Contenu théorique Un formateur qui enseigne l’introduction à la traduction technique affirme que certains savoirs sont des savoirs stables dans le temps et qu’il n’a pas à les mettre à jour tous les ans (P9). Pour d’autres disciplines, c’ est tout le contraire. Certaines évoluent très rapidement et il est nécessaire de rester « branché». C’est particulièrement le cas du participant 12 qui enseigne l’utilisation des outils d’aide à la traduction au DESS. Il doit toujours demeurer à l’affût de derniers développements du domaine et doit choisir le contenu le plus pertinent. Les sources de savoirs référents varient d’un participant à l’autre. Il n’y a que quelques participants qu i ont affirmé puiser leur contenu de référence dans les recherches scientifiques. Le participant 12 est le seul participant à m’avoir dit d’emblée que son contenu provient de ses lectures d’ articles scientifiques. Le participant 12 est natif d’Europe. Il a étudié les recherches du groupe catalan PACTE et connaît leur concept de l’acquisition des compétences traductionnelles.
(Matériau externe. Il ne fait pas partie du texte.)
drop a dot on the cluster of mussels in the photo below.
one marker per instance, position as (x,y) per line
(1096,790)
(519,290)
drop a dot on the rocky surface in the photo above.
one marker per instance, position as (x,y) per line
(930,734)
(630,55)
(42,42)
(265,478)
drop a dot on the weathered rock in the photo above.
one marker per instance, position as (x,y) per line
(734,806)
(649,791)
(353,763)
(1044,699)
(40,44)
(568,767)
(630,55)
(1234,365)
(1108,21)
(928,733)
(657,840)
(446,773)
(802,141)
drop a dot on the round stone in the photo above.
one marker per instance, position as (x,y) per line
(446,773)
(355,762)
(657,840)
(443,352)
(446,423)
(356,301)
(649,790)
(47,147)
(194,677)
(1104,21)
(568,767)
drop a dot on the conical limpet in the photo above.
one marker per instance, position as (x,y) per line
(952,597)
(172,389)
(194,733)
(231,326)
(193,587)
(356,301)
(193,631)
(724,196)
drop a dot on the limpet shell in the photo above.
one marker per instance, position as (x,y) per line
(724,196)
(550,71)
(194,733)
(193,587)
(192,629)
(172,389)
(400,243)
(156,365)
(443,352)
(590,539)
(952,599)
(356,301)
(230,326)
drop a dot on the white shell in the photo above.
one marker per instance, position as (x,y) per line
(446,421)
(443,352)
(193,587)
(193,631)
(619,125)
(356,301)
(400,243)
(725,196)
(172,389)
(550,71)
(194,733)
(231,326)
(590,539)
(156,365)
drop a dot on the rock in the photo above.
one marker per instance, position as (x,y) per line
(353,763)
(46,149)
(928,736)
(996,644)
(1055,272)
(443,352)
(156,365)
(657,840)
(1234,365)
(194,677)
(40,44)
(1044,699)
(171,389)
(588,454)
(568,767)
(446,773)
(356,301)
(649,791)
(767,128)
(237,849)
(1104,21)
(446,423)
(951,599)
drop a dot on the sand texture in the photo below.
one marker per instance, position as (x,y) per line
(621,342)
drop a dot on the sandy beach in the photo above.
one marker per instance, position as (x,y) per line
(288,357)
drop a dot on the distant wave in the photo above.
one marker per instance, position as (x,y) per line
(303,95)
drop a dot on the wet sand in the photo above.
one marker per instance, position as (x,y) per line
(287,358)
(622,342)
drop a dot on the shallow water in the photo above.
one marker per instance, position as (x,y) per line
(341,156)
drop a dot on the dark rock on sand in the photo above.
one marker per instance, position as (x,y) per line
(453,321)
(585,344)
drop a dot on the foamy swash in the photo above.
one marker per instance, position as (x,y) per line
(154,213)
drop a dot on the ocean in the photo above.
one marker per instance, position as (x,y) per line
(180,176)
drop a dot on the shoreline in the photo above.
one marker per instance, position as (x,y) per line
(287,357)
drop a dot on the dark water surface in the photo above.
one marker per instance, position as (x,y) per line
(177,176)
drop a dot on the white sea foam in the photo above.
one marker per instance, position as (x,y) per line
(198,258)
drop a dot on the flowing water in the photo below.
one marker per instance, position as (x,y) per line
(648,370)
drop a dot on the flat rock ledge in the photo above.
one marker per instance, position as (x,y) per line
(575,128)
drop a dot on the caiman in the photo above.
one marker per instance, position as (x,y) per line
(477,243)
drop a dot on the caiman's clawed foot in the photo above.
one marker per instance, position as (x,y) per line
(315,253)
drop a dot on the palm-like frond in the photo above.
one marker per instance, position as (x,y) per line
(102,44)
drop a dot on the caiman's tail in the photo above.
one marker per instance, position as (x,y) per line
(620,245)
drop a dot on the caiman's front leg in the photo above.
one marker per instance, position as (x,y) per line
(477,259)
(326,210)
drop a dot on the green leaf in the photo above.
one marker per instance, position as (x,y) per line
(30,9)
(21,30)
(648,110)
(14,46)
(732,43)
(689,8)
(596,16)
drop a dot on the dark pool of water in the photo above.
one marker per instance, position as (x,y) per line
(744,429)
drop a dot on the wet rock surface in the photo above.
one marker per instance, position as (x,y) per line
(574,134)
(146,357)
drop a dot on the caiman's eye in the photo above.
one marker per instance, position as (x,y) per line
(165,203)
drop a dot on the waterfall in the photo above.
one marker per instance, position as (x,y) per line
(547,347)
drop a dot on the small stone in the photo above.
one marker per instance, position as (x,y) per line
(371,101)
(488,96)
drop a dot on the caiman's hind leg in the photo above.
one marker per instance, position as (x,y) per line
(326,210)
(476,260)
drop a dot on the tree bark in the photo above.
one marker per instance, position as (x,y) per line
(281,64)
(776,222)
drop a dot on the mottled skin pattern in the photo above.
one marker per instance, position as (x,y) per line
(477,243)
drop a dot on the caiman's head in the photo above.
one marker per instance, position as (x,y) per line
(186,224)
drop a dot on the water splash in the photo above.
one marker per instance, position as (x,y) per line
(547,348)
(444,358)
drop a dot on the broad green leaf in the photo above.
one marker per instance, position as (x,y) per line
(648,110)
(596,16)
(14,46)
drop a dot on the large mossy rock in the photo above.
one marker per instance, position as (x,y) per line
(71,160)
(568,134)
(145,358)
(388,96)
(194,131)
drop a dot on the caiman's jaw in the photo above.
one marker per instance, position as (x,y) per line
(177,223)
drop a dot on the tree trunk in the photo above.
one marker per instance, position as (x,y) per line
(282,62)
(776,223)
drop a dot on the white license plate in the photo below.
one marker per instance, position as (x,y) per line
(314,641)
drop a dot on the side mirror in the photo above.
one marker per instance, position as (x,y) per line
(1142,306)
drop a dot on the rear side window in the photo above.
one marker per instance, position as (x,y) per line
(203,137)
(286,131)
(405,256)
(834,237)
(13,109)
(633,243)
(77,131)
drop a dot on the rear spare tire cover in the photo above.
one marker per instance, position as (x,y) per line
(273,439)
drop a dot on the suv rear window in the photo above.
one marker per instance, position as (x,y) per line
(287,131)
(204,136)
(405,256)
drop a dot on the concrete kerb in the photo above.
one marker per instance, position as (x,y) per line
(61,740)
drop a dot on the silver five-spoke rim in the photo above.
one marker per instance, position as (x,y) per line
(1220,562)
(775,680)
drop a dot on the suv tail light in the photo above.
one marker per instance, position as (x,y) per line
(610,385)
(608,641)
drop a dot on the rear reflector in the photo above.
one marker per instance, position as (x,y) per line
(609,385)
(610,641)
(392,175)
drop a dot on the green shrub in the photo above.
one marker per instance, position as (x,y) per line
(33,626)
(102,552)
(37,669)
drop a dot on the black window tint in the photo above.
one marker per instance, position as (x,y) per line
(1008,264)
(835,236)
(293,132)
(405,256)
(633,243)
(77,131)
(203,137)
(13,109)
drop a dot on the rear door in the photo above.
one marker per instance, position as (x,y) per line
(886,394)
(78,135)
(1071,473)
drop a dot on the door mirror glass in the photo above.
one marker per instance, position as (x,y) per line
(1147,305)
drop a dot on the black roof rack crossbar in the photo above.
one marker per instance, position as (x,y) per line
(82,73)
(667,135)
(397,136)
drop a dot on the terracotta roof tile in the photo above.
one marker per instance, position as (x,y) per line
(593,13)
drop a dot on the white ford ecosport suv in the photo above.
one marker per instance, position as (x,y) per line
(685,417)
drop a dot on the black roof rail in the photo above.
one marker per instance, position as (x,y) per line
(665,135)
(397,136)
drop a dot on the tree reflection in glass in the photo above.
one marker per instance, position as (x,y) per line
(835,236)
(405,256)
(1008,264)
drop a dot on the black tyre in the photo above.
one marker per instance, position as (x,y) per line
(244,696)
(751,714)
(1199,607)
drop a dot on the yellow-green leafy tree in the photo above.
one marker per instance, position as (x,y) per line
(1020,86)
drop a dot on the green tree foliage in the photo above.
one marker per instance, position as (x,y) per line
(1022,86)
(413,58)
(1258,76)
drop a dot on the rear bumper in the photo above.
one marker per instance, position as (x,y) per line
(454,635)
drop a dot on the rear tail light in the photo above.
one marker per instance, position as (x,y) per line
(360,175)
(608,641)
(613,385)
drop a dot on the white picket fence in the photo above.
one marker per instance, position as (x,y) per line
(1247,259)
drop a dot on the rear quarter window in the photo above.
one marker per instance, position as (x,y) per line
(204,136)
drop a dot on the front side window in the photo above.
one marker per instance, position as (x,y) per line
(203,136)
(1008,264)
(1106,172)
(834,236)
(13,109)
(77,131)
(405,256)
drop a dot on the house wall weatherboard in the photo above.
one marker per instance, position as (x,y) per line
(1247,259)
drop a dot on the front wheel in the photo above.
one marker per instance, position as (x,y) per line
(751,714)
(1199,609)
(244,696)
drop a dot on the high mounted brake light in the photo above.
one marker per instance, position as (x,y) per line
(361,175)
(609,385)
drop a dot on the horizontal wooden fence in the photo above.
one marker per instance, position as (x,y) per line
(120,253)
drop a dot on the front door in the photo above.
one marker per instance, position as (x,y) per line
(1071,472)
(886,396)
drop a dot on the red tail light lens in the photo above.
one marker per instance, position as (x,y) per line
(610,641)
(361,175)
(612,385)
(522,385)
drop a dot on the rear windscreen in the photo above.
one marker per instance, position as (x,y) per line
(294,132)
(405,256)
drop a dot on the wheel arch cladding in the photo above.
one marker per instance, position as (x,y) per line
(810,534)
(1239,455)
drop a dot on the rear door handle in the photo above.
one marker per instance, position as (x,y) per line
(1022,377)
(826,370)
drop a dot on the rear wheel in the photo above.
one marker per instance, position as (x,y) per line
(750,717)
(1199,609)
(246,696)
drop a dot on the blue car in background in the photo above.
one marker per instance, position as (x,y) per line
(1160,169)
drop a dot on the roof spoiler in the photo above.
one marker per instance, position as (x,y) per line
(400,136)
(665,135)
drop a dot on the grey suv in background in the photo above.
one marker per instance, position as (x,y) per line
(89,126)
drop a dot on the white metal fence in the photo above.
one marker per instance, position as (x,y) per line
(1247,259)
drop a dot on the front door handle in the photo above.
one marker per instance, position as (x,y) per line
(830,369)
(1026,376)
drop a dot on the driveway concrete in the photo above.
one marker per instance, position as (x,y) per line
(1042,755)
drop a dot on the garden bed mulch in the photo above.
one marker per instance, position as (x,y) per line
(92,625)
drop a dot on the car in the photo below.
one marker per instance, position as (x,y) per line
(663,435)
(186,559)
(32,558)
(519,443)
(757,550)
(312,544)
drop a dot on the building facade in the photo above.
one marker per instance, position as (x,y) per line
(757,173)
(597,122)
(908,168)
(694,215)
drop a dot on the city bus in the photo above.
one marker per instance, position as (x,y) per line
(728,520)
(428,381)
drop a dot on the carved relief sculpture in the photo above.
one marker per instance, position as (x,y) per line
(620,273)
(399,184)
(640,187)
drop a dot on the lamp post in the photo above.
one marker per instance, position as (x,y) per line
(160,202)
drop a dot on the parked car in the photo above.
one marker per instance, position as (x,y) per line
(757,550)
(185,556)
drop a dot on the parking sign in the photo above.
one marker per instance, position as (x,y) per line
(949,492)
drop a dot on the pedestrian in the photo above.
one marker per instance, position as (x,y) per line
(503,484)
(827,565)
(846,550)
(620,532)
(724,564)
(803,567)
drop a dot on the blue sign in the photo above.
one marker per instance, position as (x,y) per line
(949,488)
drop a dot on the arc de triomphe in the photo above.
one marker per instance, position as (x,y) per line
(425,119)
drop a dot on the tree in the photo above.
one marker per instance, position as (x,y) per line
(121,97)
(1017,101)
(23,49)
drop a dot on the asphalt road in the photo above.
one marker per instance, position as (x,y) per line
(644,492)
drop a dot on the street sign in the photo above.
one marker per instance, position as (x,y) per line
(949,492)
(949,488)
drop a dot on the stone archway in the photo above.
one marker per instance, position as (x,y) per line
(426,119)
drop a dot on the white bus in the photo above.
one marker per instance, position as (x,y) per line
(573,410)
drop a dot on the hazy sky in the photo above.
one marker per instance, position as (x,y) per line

Cependant, certains participants, comme les participants S et 7, disent consulter des revues de traduction comme Circuit, META, ou TTR en répondant à une autre question. Il est possible qu’ils aient interprété la question d’une manière qui ne considérait pas Meta et TIR comme des revues scientifiques. Je ne l’ai pas constaté durant les entretiens et je n’ai donc pas demandé de précisions. Meta et TIR sont des revues reconnues comme étant scientifiques et Circuit est le magazine de l’OTTIAQ. Or, s’ils les consultent, il est possible que les formateurs en tirent du contenu pour utiliser dans leur enseignement. Parmi les éléments théoriques à enseigner, les formateurs-participants ont parlé d’analyse du discours, de l’importance d’être capable de nommer des caractéristiques textuelles ou des difficultés de la traduction et d’analyse du texte et de dépouillement de texte pour de relever des difficultés ponctuelles. Le participant 1 donne des lectures (à la maison) sur le contenu théorique. Souvent, ce sont des articles de type scientifique (ex. : théorie interprétative de Seleskovitch, l’analyse de texte de Nord, le Scopos de Vermeer, le polysystème d’Even-Zohar) ou d’autres textes qui ont des liens avec le marché du travail (afin que les étudiants développent le vocabulaire de la profession) et qui proviennent de revues de traduction.